The premise of “The Andrews Brothers” is simple: It’s 1945, and the famous Andrews Sisters are set to entertain at a USO show in the Pacific, but when Laverne Andrews contracts chicken pox, the act is quarantined.
Enter three brothers, who happen to be named Andrews, who happen to be performers and who happen to be working as the sisters’ stage crew. Rather than cancel the show, the brothers decide to masquerade as the sisters and do the show themselves. Once we get past all of these ridiculous assumptions, the fun starts to happen.
Here, as in other Bean musicals, the cast is limited to a quartet of performers. Flat-footed Max (David Engel), asthmatic Patrick (Larry Raben) and myopic Lawrence (Stan Chandler) are the brothers, while Peggy Jones (Darcie Roberts) rounds out the act as the Andrews Sisters’ backup singer.
Left to their own devices, the four work out a plan to put on a show of their own.
In Act I, too much unnecessary, forced dialogue leads into the songs. The only important development other than the discovery of the sisters’ illness is that Peggy falls for Patrick and spends most of the act getting him to loosen up.
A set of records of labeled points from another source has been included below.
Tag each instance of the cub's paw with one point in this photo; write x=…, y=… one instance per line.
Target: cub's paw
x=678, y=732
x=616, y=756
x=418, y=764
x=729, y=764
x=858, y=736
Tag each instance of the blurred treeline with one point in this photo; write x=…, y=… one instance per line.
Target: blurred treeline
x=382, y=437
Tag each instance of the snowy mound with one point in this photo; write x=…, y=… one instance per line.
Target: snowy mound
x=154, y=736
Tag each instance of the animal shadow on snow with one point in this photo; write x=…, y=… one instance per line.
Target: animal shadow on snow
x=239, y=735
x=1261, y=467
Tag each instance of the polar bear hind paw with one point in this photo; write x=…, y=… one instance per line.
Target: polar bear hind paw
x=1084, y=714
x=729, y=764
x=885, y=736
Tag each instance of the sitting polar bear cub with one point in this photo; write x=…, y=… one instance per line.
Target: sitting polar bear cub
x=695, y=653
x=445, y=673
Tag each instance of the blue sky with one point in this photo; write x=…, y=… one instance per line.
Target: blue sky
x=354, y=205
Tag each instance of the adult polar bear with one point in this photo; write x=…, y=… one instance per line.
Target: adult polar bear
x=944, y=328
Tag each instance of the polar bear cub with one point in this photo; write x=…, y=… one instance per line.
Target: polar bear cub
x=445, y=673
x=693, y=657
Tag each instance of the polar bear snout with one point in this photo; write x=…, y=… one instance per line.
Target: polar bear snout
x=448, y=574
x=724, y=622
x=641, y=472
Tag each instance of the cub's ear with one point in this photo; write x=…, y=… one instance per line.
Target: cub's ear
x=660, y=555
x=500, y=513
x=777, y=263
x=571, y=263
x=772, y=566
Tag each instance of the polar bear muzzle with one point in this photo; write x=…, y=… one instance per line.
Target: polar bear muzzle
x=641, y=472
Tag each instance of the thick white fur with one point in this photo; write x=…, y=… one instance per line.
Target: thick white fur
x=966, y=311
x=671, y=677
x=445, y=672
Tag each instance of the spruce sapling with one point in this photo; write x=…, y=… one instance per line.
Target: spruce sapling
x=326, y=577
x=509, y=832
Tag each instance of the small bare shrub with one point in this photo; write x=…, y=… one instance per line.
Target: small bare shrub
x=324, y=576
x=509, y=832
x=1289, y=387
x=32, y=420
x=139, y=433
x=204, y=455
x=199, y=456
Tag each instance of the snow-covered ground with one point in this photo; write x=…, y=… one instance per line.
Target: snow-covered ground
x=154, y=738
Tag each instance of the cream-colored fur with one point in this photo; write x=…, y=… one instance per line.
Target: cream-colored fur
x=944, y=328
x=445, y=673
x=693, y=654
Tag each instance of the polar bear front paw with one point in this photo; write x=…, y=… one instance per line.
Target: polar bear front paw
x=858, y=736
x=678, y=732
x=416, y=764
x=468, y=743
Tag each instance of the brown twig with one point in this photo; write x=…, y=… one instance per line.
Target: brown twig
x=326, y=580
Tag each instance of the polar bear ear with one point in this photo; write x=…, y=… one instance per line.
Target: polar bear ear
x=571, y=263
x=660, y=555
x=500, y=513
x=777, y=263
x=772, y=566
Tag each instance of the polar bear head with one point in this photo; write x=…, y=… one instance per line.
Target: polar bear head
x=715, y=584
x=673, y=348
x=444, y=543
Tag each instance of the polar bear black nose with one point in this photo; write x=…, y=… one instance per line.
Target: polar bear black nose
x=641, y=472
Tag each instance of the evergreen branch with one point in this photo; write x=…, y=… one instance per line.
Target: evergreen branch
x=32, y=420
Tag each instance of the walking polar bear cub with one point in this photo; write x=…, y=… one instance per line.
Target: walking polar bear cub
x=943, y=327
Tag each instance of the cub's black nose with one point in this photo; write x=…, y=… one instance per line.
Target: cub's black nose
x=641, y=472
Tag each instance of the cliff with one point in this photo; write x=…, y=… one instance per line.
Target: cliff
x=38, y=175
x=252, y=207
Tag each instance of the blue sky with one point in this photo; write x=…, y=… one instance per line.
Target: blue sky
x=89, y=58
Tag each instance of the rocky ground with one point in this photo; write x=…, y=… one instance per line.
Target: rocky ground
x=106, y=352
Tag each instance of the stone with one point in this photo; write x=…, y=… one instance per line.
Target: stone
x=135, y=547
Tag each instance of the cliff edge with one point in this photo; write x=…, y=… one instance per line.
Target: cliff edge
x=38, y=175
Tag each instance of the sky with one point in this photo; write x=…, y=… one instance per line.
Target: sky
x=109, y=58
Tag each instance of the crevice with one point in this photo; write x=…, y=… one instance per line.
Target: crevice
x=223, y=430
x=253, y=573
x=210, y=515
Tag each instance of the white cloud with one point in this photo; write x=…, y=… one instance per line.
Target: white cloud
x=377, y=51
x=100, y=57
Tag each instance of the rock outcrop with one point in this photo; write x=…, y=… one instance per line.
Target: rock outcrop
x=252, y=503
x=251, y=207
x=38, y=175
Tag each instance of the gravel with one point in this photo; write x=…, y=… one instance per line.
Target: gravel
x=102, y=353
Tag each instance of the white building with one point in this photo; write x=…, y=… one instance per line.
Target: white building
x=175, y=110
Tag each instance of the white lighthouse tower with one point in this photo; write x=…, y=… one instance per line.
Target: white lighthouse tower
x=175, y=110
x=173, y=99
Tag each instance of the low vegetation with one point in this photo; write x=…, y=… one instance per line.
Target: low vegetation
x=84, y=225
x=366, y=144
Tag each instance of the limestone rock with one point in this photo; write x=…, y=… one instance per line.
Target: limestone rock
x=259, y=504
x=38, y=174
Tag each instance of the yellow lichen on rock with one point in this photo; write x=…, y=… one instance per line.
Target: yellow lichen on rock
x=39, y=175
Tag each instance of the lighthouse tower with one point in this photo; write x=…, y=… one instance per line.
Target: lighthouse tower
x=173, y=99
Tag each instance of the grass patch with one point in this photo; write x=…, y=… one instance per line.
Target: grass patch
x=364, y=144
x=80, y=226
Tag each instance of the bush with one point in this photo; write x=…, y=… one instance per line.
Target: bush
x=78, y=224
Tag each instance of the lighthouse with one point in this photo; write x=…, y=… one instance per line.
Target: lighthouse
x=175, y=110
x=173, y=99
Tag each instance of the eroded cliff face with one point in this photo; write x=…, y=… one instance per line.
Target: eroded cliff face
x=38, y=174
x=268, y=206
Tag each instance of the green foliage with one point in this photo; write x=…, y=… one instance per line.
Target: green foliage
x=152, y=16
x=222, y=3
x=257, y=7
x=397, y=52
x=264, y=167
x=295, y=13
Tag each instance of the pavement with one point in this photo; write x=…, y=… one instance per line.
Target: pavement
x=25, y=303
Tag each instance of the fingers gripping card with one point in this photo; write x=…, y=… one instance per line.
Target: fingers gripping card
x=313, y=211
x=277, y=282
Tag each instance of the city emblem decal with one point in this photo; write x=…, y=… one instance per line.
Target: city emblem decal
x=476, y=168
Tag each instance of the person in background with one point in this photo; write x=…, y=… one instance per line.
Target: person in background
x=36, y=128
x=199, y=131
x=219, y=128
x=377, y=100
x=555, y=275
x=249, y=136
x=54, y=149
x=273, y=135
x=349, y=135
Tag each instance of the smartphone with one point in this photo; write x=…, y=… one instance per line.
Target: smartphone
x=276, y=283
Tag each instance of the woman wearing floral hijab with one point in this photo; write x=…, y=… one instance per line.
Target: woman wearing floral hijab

The songs alternate between the familiar (“Beat Me, Daddy, Eight to the Bar,” “On a Slow Boat to China”) to the refreshingly obscure (the marvelous patter song, “Breathless” and the gorgeous “I Wanna Be Loved,” an Andrews hit that wasn’t recorded until 1950, sung here in a ravishing solo by Roberts).
After intermission (which features vintage film clips of cartoons, newsreels and wartime propaganda), the show gets into gear and the boys get into dresses. After the initial waves of laughter following their first number, a question comes to mind: How long can these guys hold the audience’s interest in what is basically a one-joke act—clumsy guys trying to sing and dance while wearing high heels, heavy makeup and women’s clothing?
Fortunately, director Nick DeGruccio and choreographer Roger Castellano fill the second act with enough shtick to keep things moving at a fast pace. With virtually no dialogue, Act II is nonstop hilarity, with slapstick, spot-on comedic timing and great vocal arrangements.
The hit parade also continues: “Bei Mir Bist Du Schön,” “Don’t Sit Under the Apple Tree” and “Boogie Woogie Bugle Boy” are all here, but we also get other wonderful songs like Livingston and Evans’ “Stuff Like That There” and the exquisite “I Want to Linger.”
Chandler, Engel and Raben all sing in the same register, which makes for easy vocal arranging, although Lloyd Cooper’s crackerjack jazz band has to play in some difficult keys in order to accommodate them.
All three male actors, original cast members from “Forever Plaid,” are terrific, with Raben the funniest cross-dresser since Jack Lemmon in “Some Like It Hot.”
The delightful Roberts manages to keep pace with the manic antics (no easy task).
“The Andrews Brothers” is not just for old-timers. It is silly, old-fashioned fun, with a bushel of terrific songs. That’s something to write home about.
The musical continues through Feb. 14.